Salah satu figur yang kini ramai diperbincangkan adalah Muhammad Fikry Darise SH, M.Kn, mantan Wakil Sekretaris Jenderal BKPRMI Pusat yang dinilai memiliki pengalaman organisasi lengkap dari daerah hingga tingkat nasional.
Nama Fikry mencuat bukan tanpa alasan. Selain dikenal aktif dalam pembinaan kepemudaan Islam dan remaja masjid, ia juga memiliki rekam jejak panjang di tubuh BKPRMI.
Karier organisasinya dimulai dari DPD BKPRMI Manado hingga DPW BKPRMI Sulawesi Utara sebelum dipercaya masuk dalam jajaran pengurus pusat BKPRMI.
Di luar BKPRMI, Fikry juga dikenal aktif di Himpunan Mahasiswa Islam (HMI). Ia pernah menjabat Ketua Badan Koordinasi HMI dan menjadi bagian dari Presidium KAHMI Manado.
Pengalaman tersebut dinilai menjadi modal penting dalam membangun komunikasi lintas organisasi dan memperkuat konsolidasi kader di Sulawesi Utara.
Dukungan terhadap pencalonan Fikry pun mulai mengalir dari berbagai kalangan internal organisasi. Sosoknya dinilai mampu membawa BKPRMI Sulut menjadi organisasi yang lebih aktif, progresif, serta dekat dengan kebutuhan generasi muda masjid di era digital saat ini.
Dalam gagasannya, Fikry membawa visi menjadikan BKPRMI Sulawesi Utara sebagai wadah pembinaan generasi muda Islam yang religius, berintegritas, progresif, dan berdaya saing, sekaligus memperkuat peran masjid sebagai pusat pembinaan umat dan pembangunan masyarakat.
Ia menilai BKPRMI harus hadir bukan sekadar sebagai organisasi seremonial, tetapi menjadi ruang pengkaderan yang mampu melahirkan generasi Qurani, adaptif terhadap perkembangan zaman, serta memiliki kepedulian sosial yang kuat.
“Masjid harus kembali menjadi pusat peradaban. Dari masjid kita membangun generasi yang berakhlak, cerdas, mandiri, dan mampu memberi manfaat nyata bagi masyarakat,” ujar Fikry.
Menurutnya, penguatan kaderisasi menjadi salah satu fokus utama ke depan. Karena itu, BKPRMI perlu mendorong pelatihan kepemimpinan, dakwah, kewirausahaan, teknologi, hingga penguatan nilai-nilai keislaman bagi pemuda remaja masjid di seluruh Sulawesi Utara.
Selain itu, pengembangan LPPTKA juga menjadi perhatian penting guna mencetak generasi Qurani yang unggul sejak usia dini.

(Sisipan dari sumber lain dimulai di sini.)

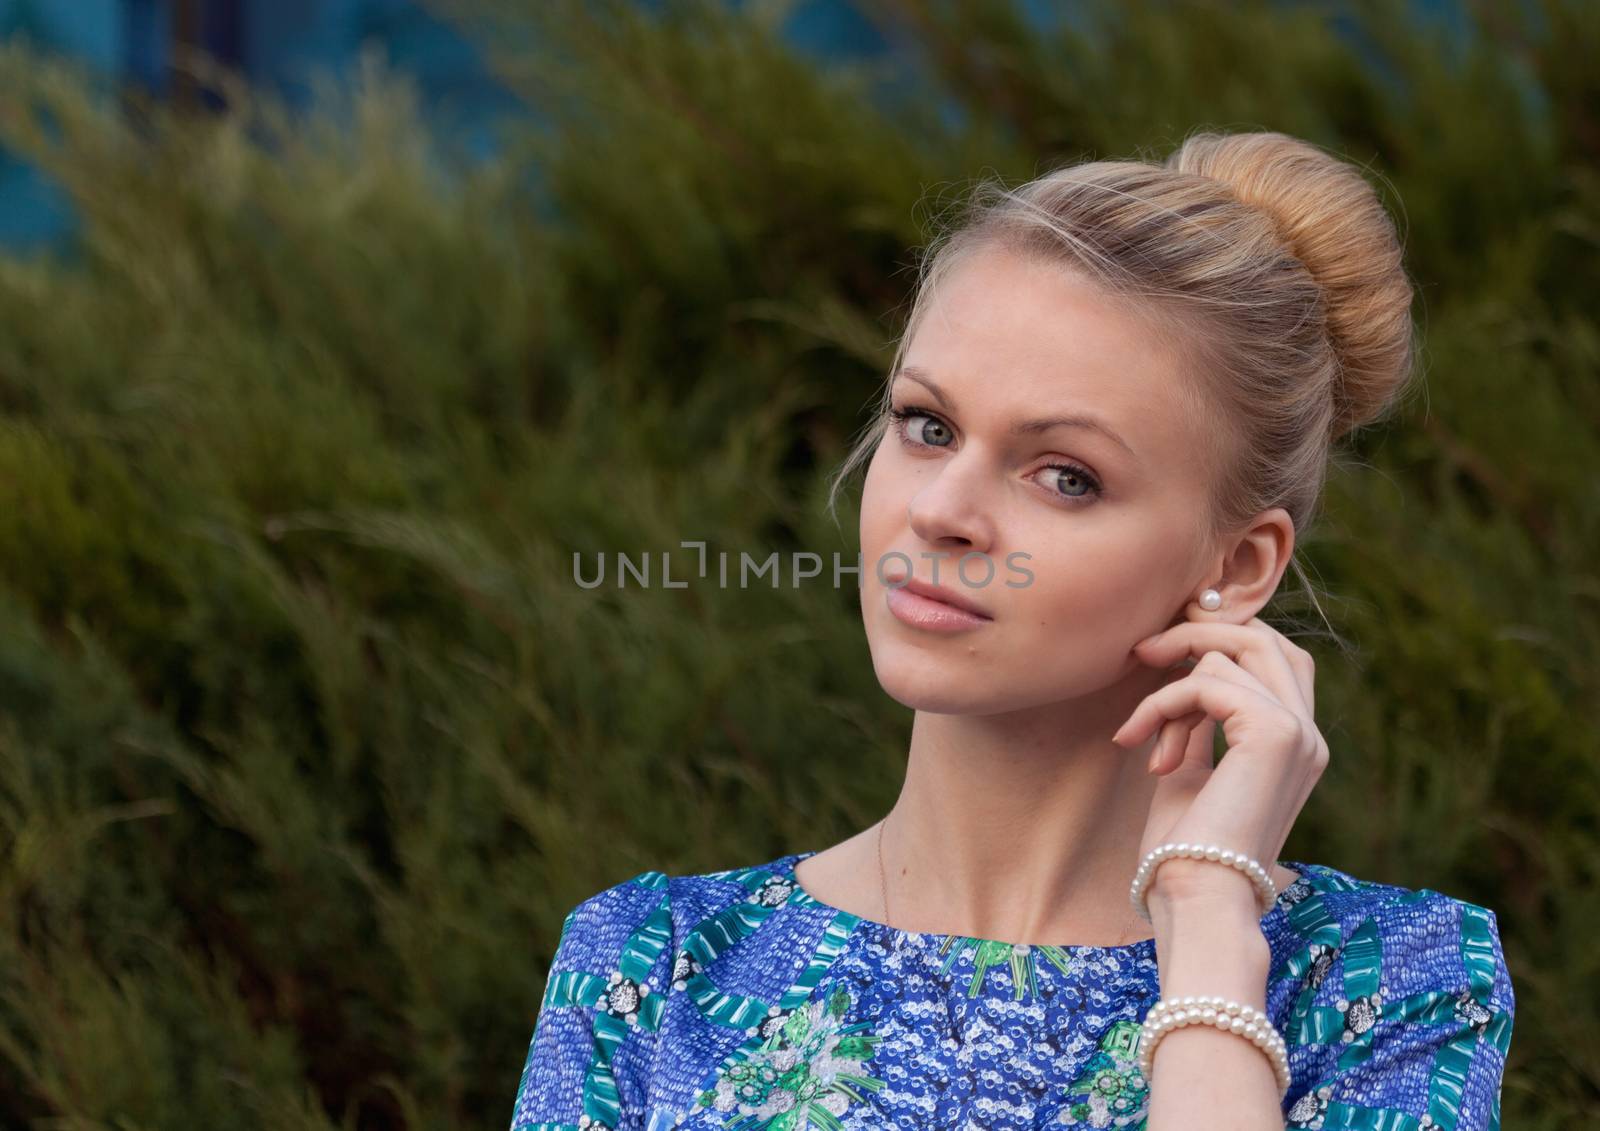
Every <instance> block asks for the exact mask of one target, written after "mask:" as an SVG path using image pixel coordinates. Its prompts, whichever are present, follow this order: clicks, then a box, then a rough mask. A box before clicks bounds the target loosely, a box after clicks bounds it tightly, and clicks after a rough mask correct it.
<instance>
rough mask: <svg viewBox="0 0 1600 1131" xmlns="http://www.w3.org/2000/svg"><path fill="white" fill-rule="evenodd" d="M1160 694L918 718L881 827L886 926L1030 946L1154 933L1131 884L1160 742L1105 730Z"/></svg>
mask: <svg viewBox="0 0 1600 1131" xmlns="http://www.w3.org/2000/svg"><path fill="white" fill-rule="evenodd" d="M1155 686H1158V681H1149V680H1139V681H1130V686H1128V688H1123V689H1120V691H1118V693H1114V694H1102V696H1098V697H1096V699H1094V701H1093V702H1082V701H1078V702H1070V704H1051V705H1050V707H1046V709H1035V710H1029V712H1021V713H1008V715H984V717H978V715H933V713H926V712H918V713H917V718H915V721H914V725H912V741H910V755H909V763H907V771H906V782H904V785H902V789H901V795H899V798H898V800H896V803H894V808H893V811H891V816H890V817H886V827H885V829H883V830H882V832H883V861H885V878H886V889H888V897H890V901H891V904H890V905H891V909H893V915H894V925H896V926H902V928H906V929H914V931H934V933H947V934H962V936H970V937H982V939H1000V941H1010V942H1030V944H1050V942H1059V944H1069V942H1070V944H1086V945H1117V944H1122V942H1126V941H1131V939H1133V937H1149V929H1147V925H1146V923H1144V920H1141V918H1139V917H1138V915H1136V913H1134V912H1133V909H1131V905H1130V902H1128V885H1130V883H1131V880H1133V875H1134V870H1136V869H1138V865H1139V849H1141V838H1142V833H1144V829H1146V822H1147V819H1149V811H1150V800H1152V797H1154V793H1155V787H1157V784H1158V782H1157V779H1155V777H1152V776H1150V774H1149V773H1146V758H1147V757H1149V750H1150V749H1152V747H1154V739H1150V741H1147V742H1144V744H1141V747H1139V749H1133V750H1128V749H1123V747H1118V745H1117V744H1115V742H1112V741H1110V734H1112V733H1114V731H1115V729H1117V728H1118V726H1120V725H1122V721H1123V720H1126V717H1128V715H1130V713H1131V712H1133V709H1134V705H1138V702H1139V699H1142V697H1144V696H1146V694H1149V691H1150V689H1154V688H1155Z"/></svg>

Di sisi lain, ia juga menekankan pentingnya kolaborasi dengan pemerintah, organisasi kepemudaan, lembaga pendidikan, serta tokoh masyarakat untuk memperluas dampak program organisasi.
Fikry turut menyoroti pentingnya nilai moderasi, persatuan, toleransi, dan semangat kebangsaan dalam kehidupan masyarakat Sulawesi Utara yang majemuk. Baginya, BKPRMI harus menjadi organisasi yang mampu merangkul semua kalangan dan menghadirkan dakwah yang sejuk serta membangun.
Mengusung tagline “Bergerak Bersama Memakmurkan Masjid” dan “Pemuda Masjid Maju, Sulawesi Utara Bermartabat”, pencalonan Fikry disebut membawa semangat baru bagi regenerasi kepemimpinan BKPRMI Sulut.
Dengan pengalaman organisasi, jejaring nasional, serta latar belakang profesional sebagai notaris, banyak pihak menilai Muhammad Fikry Darise menjadi salah satu figur potensial dalam kontestasi Ketua DPW BKPRMI Sulawesi Utara periode mendatang.